Les Calligrammes ou les belles lettres

Guillaume APOLLINAIRE (1880-1918) peut être considéré l'auteur majeur du chaînon manquant entre la poésie et le monde des images avec son recueil de Calligrammes (1918). Ce mélange entre l'écriture et le dessin, entre la calligraphie et les idéogrammes, apporte une pierre supplémentaire à l'édifice de la création artistique.

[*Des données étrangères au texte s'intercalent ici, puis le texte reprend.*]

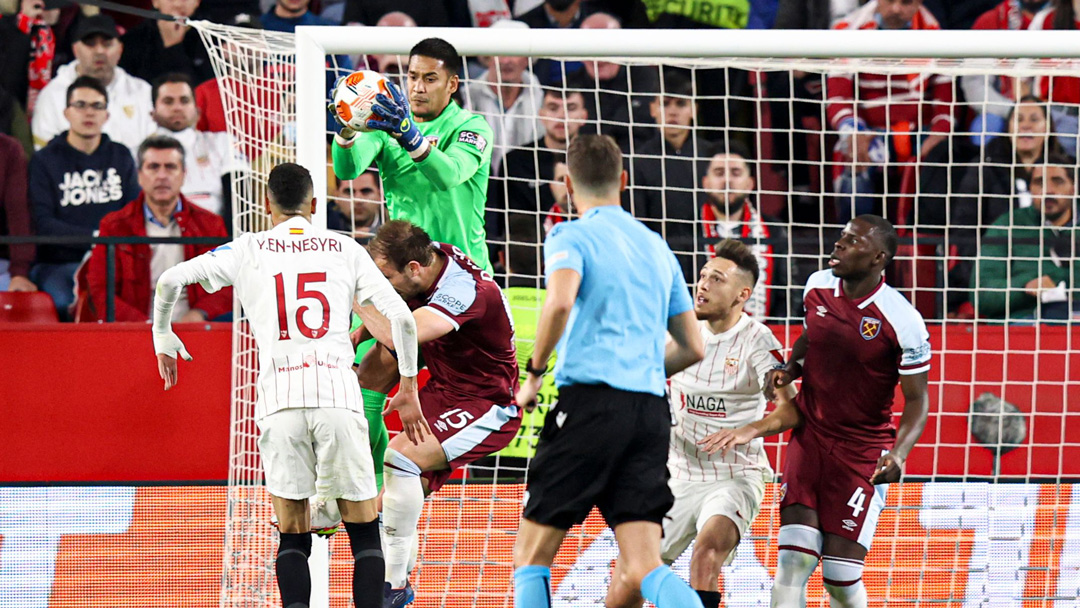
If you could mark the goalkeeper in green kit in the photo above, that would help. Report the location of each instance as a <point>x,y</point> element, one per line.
<point>434,159</point>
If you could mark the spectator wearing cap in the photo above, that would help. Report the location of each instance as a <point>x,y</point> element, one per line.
<point>97,49</point>
<point>159,46</point>
<point>509,97</point>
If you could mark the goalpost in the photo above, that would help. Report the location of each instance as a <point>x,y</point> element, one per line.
<point>1004,399</point>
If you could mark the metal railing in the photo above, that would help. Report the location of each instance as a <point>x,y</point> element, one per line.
<point>110,253</point>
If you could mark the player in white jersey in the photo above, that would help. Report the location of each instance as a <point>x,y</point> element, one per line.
<point>718,476</point>
<point>297,284</point>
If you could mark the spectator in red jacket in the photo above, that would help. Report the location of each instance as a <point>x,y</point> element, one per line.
<point>874,133</point>
<point>990,96</point>
<point>1063,92</point>
<point>159,211</point>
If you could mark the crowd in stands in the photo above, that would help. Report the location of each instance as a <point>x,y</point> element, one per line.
<point>113,125</point>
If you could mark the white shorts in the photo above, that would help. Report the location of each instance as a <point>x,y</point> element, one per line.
<point>316,450</point>
<point>738,499</point>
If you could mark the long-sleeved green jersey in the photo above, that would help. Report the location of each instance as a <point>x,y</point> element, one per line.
<point>446,192</point>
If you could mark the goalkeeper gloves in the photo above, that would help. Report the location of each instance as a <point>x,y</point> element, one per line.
<point>395,117</point>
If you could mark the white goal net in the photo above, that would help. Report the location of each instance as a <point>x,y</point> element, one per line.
<point>972,159</point>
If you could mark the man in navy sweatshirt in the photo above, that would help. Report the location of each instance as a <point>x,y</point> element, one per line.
<point>75,180</point>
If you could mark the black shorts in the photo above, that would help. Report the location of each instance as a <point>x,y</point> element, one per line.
<point>604,447</point>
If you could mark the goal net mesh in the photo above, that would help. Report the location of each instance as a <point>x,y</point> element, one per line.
<point>945,153</point>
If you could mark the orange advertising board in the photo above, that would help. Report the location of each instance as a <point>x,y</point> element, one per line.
<point>948,543</point>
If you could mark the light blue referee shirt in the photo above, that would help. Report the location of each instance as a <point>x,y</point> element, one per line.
<point>631,284</point>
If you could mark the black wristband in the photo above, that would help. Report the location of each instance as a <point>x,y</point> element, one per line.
<point>538,372</point>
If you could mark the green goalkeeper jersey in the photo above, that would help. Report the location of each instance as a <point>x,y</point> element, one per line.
<point>446,192</point>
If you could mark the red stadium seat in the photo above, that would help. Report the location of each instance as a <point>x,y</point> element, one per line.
<point>27,307</point>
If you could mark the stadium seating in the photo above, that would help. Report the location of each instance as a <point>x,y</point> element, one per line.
<point>27,307</point>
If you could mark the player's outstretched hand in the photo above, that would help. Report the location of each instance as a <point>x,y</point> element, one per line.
<point>407,406</point>
<point>888,470</point>
<point>777,378</point>
<point>727,438</point>
<point>393,116</point>
<point>527,394</point>
<point>167,346</point>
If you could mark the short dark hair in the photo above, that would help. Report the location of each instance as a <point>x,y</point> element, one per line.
<point>86,82</point>
<point>595,163</point>
<point>742,256</point>
<point>441,50</point>
<point>289,186</point>
<point>885,231</point>
<point>401,242</point>
<point>676,81</point>
<point>736,148</point>
<point>159,143</point>
<point>166,79</point>
<point>1062,160</point>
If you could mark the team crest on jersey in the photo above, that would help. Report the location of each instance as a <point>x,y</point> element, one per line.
<point>731,366</point>
<point>473,138</point>
<point>869,327</point>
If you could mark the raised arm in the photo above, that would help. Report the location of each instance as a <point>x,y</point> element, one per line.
<point>686,346</point>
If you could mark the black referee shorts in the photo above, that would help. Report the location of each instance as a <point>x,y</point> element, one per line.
<point>604,447</point>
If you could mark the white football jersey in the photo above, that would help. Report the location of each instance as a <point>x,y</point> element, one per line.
<point>723,391</point>
<point>296,284</point>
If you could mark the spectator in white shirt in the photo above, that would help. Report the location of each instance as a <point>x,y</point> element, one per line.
<point>509,97</point>
<point>211,161</point>
<point>97,51</point>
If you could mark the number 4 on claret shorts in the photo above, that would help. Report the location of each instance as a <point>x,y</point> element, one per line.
<point>855,502</point>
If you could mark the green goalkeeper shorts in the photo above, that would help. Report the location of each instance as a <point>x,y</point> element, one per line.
<point>373,410</point>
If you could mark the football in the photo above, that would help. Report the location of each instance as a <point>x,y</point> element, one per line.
<point>354,96</point>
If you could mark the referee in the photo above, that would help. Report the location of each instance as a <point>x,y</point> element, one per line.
<point>615,287</point>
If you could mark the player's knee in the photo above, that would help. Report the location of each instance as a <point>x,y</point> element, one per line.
<point>799,549</point>
<point>399,464</point>
<point>844,581</point>
<point>295,543</point>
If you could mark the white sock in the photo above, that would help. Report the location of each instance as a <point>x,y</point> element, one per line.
<point>799,548</point>
<point>844,581</point>
<point>402,504</point>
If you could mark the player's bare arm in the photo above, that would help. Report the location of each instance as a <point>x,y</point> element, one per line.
<point>791,372</point>
<point>686,346</point>
<point>562,292</point>
<point>166,343</point>
<point>912,423</point>
<point>783,418</point>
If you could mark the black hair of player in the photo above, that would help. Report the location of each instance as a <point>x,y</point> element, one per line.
<point>159,143</point>
<point>736,148</point>
<point>440,50</point>
<point>172,77</point>
<point>676,81</point>
<point>885,233</point>
<point>289,186</point>
<point>595,163</point>
<point>86,82</point>
<point>744,259</point>
<point>401,242</point>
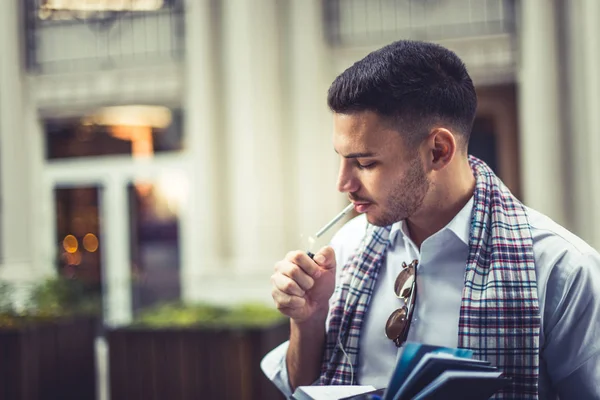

En voici le texte remis en forme :

Reconnais-toi

Cette adorable personne c'est toi

Sous le grand chapeau canotier

Œil Nez

La bouche

Voici l'ovale de ta figure

Ton cou exquis Voici enfin l'imparfaite image de ton buste adoré vu comme à travers un nuage

Un peu plus bas c'est ton cœur qui bat.

D'une case à l'autre

La bande dessinée aussi s'organise avec l'OuBaPo (Ouvroir de bande dessinée potentielle) sur le modèle de l'OuLiPo vu précédemment. En voici quelques exemples :

99 exercices de style (2006)par l'Américain Matt MADDEN, publié par l'Association  en 2006 et revendiquant en toutes lettres l'appartenance à l'OuBaPo. A partir de la planche n°1 intitulée "Matrice", l'auteur propose des variations répondant à chaque fois à une nouvelle contrainte : uniquement des images, uniquement du texte, changement de point de vue, mêmes postures mais autres personnages, un maximum de détails ou un minimum de détails... Les propositions ne manquent pas.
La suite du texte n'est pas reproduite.